There is a tradeoff between batch size and voter privacy, however. If a group of voters can be matched to a group of ballots that record similar voting patterns, one can determine confidently how those voters voted. That does not depend only on the size of the reporting batches: For instance, if batch of 1,000 ballots records 100% for one candidate, we know exactly how all 1,000 voters in that batch voted. Indeed, if a contest has a unanimous winner, we know how everyone voted. Conversely, if a batch of two ballots records 50% for one candidate and 50% for another, we do not know how either of the two voters in that batch voted. What matters for privacy is not just the batch size, it is also the variability of the votes within the batch.
I am not aware of any quantitative rule that governs the size of reporting batches to maintain voter privacy. A principled rule might set a threshold on the extra amount of information the batches give about how individuals voted. For instance, batches might be kept large enough that the error in predicting an individual's vote from the batch subtotals is at least 50% of the error in predicting an individual's vote from the contest totals alone. That amounts to aggregating batches so that the margin in a combined batch is not too different from the overall margin. A simpler rule that requires aggregating batches so that reported subtotals include at least 25 voters is more practical, although it will occasionally compromise voter privacy.
Another "solution" to the privacy problem is to separate the issues of public reporting and auditing. Audit batches can be smaller than reporting batches, provided there is a mechanism to ensure that the auditable subtotals are committed to indelibly before the audit begins. This might involve putting the subtotals in escrow, sending them to the Secretary of State, or signing them digitally and publishing them in encrypted form.
An audit can be no better than the audit trail it examines. At the moment, that means voting systems need to have a voter-verified paper trail. There is wide agreement that voter-marked paper ballots are the most secure, reliable, transparent, and auditable technology currently available—and I concur. As the California TTBR found, a DRE VVPAT is volatile—the process by which it is printed does not produce as durable a record as ink on paper. (Entire spools can be spoiled.) And VVPAT printers tend to jam. Moreover, it is much harder to determine whether VVPAT spools have been truncated or gone missing, because the amount of paper used by a voter varies with the number of times the voter changes his or her mind.
For any voting system, checks that the number of votes reported for a precinct is not larger than the number of registered voters should be conducted for every contest in every election. Indeed, given poor voter turnout, precincts in which turnout substantially exceeds historical values should get special scrutiny.
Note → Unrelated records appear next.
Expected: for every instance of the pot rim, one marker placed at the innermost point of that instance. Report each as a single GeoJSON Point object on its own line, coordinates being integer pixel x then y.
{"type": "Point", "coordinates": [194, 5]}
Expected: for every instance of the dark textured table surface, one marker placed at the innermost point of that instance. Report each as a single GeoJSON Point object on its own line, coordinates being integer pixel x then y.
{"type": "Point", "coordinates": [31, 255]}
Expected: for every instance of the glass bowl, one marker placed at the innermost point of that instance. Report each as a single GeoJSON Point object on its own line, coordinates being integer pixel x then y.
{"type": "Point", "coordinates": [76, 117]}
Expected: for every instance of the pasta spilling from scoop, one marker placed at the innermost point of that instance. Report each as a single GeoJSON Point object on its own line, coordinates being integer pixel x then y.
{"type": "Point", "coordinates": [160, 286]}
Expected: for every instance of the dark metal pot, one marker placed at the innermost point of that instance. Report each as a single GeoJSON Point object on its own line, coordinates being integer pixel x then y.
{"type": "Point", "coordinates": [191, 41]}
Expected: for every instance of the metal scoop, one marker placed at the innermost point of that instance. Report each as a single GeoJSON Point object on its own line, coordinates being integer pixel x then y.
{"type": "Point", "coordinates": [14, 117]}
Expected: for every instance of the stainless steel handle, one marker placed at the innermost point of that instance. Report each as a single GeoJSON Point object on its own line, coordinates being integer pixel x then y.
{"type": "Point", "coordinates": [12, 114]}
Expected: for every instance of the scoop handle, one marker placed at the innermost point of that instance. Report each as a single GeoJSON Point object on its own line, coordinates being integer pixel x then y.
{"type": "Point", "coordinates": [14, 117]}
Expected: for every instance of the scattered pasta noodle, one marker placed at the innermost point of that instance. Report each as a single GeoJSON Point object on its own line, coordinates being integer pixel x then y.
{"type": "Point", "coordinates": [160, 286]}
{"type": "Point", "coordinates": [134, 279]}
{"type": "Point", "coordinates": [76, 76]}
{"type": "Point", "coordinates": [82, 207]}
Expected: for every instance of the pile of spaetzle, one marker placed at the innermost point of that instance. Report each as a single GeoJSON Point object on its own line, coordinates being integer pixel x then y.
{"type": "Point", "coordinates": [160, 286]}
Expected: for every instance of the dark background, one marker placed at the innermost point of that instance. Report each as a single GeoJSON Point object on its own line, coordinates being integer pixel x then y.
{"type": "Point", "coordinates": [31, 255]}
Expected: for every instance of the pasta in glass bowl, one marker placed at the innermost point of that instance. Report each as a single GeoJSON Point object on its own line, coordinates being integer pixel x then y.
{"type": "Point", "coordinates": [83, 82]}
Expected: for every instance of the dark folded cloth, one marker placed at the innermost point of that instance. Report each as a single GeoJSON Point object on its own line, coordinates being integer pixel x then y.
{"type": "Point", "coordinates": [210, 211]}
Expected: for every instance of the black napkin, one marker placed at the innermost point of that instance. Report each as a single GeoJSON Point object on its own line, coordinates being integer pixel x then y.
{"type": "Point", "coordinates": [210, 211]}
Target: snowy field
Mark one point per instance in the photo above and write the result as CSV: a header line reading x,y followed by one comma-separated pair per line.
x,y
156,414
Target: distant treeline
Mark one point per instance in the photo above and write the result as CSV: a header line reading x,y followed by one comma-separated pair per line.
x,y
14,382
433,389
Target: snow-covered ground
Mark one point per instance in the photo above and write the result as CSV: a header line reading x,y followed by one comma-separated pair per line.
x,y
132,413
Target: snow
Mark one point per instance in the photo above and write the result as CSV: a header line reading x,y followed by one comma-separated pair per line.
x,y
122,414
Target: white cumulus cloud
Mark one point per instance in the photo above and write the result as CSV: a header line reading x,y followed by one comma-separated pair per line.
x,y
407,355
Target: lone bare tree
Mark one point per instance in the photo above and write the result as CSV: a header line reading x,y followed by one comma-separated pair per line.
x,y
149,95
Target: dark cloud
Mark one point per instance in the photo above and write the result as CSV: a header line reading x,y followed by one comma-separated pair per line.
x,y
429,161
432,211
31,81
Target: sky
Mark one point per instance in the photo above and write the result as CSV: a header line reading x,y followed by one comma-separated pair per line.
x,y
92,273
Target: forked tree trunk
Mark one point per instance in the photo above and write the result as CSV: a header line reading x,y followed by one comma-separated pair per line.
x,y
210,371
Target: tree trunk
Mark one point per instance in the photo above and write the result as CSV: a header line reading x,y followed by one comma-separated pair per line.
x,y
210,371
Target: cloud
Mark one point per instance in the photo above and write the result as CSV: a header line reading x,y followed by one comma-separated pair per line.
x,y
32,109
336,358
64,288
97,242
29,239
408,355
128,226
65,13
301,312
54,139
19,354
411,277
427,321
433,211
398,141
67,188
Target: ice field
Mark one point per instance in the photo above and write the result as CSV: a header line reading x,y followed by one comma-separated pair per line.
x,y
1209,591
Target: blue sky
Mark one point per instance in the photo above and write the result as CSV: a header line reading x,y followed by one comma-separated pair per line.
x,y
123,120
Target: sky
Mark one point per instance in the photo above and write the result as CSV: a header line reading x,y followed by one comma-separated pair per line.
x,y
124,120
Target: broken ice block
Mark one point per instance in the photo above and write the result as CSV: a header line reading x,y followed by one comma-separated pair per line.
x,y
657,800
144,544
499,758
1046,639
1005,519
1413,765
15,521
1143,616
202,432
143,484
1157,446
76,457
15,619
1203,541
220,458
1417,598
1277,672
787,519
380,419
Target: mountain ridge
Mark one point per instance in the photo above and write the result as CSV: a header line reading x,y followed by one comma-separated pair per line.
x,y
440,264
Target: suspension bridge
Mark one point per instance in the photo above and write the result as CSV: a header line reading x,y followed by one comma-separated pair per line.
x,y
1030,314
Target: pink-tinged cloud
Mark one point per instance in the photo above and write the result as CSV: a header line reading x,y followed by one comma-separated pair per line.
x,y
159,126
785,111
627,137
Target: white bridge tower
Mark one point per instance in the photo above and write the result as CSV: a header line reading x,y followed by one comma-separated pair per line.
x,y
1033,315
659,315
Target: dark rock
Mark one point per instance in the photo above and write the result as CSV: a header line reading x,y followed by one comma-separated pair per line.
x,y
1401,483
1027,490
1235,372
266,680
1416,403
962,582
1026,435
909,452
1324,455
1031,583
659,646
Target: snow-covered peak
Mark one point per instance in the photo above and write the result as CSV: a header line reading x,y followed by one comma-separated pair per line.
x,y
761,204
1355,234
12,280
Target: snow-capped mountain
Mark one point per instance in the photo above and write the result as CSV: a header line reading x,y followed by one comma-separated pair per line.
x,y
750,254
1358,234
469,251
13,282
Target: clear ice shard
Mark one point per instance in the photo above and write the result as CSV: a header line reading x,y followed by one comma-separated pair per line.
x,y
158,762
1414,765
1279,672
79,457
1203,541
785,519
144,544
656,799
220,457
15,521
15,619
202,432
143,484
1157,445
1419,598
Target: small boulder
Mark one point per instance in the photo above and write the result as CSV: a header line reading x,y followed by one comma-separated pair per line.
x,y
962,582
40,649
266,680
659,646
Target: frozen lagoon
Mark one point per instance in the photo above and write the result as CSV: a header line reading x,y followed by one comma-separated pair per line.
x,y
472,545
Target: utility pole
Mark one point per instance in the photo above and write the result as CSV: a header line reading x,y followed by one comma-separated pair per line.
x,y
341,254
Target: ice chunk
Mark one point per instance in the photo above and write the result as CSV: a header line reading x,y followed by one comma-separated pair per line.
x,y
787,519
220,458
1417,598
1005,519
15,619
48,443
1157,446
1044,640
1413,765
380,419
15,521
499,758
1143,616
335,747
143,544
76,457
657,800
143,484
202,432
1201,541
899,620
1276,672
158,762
Physical security of the audit trail is obviously crucial. The audit trail needs to be stored in a secure location. Chain of custody needs to be tracked meticulously. Seals and signatures should be checked and breaches must be reported to the SoS and the public. Several people should be present whenever a seal is removed or replaced. And so on.
With voter-marked paper ballots, there are simple measures that can help ensure that the audit trail is complete and accurate. For instance, there can be "ballot accounting" or "ballot reconciliation" to check that the number of ballots sent to a precinct equals the number returned from the precinct voted, spoiled, and unvoted.
Hand counting is subject to error. Generally, if a hand count of a batch disagrees with the preliminary results for that batch, the hand count is repeated until it is clear that the discrepancy is real and not the result of error in the hand count. I have never seen written instructions that specified how many times to count by hand, when to conclude that the discrepancy is real, and so on. I'm sure some jurisdictions have such instructions, but I would guess that these vary considerably from county to county and state to state.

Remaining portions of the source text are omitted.